The regional organization that evaluates whether colleges and universities are meeting basic quality standards has for the first time voted to accredit the University of Maine System as a collective entity rather than evaluating each of its seven universities separately.
That makes Maine’s public university system the first in the nation to receive a collective accreditation, a change it has considered making since 1968. The system’s board of trustees formally decided to seek that collective evaluation at the start of this year.
The New England Commission of Higher Education voted to accredit the whole University of Maine System earlier this week, the system announced on Friday.
System representatives have said that unified accreditation will give all its member universities more freedom to share their resources, faculty and services. They have also estimated that the single accreditation could save $800,000 over 10 years because the system, not individual universities, would have to pay annual New England Commission of Higher Education dues and review fees.
“[The New England Commission of Higher Education’s] decision is the culmination of five years of work to put our universities on a path to becoming more efficient and more responsive to Maine’s people and workforce needs,” said Jim Erwin, chair of the university system’s board.
The schools that make up the system include the University of Maine flagship campus in Orono, the University of Southern Maine and universities in Augusta, Farmington, Fort Kent, Presque Isle and Machias.
Accreditation is a stamp of approval by a regional evaluating agency showing that an educational institution meets a benchmark of quality. When a university receives accreditation, it means that its academic programs meet basic quality standards, that its facilities are sufficient for a college education and that it has a particular organizational structure.
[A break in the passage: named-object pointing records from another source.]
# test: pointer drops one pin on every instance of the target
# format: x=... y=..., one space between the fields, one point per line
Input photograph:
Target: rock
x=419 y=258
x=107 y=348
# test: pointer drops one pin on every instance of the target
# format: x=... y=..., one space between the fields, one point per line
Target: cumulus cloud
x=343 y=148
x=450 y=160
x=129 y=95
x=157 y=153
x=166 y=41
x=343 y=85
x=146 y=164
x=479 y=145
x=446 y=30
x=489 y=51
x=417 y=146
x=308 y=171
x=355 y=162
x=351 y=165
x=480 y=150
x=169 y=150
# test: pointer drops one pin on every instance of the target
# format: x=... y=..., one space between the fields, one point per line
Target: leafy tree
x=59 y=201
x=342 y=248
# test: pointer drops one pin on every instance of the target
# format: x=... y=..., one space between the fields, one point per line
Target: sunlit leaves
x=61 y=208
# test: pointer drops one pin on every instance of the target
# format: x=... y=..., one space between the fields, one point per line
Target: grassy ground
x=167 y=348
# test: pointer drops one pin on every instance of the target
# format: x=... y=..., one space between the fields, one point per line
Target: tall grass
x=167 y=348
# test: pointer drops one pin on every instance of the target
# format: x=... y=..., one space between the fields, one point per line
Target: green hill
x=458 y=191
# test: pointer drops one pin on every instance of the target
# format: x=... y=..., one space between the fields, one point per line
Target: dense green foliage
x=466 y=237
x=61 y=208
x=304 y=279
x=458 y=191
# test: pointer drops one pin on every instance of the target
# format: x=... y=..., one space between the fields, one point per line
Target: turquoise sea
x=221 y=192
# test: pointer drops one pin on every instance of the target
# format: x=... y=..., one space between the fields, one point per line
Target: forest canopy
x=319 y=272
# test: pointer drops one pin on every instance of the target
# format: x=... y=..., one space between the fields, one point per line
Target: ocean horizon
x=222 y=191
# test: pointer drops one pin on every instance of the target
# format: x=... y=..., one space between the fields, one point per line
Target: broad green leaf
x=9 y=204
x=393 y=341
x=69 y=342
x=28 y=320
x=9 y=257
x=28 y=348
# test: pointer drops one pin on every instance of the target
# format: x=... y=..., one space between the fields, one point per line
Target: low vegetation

The New England Commission for Higher Education decided that the unified accreditation was consistent with the federal Higher Education Act of 2008, based in part on discussions with the U.S. Department of Justice and a report from the University of Maine System. The commission will now conduct future monitoring of Maine’s initiative, including a visit within six months and a comprehensive evaluation in two years.
“Our university presidents, System staff and faculty leaders all deserve credit for imagining a future in which they share resources so that all Maine students have broader access to the rich array of academic programs we can offer together all across the state, which are so critical to graduating the workforce and civic leaders Maine needs,” said Dannel Malloy, chancellor of the University of Maine System.
The university system had already moved toward consolidation as much as possible under the previous model, including by merging many of the course offerings and administrators of the campuses at Presque Isle and Fort Kent.
The University of Maine at Machias has shared its accreditation with University of Maine since 2017, when it was absorbed as a regional campus of the system’s flagship school at Orono.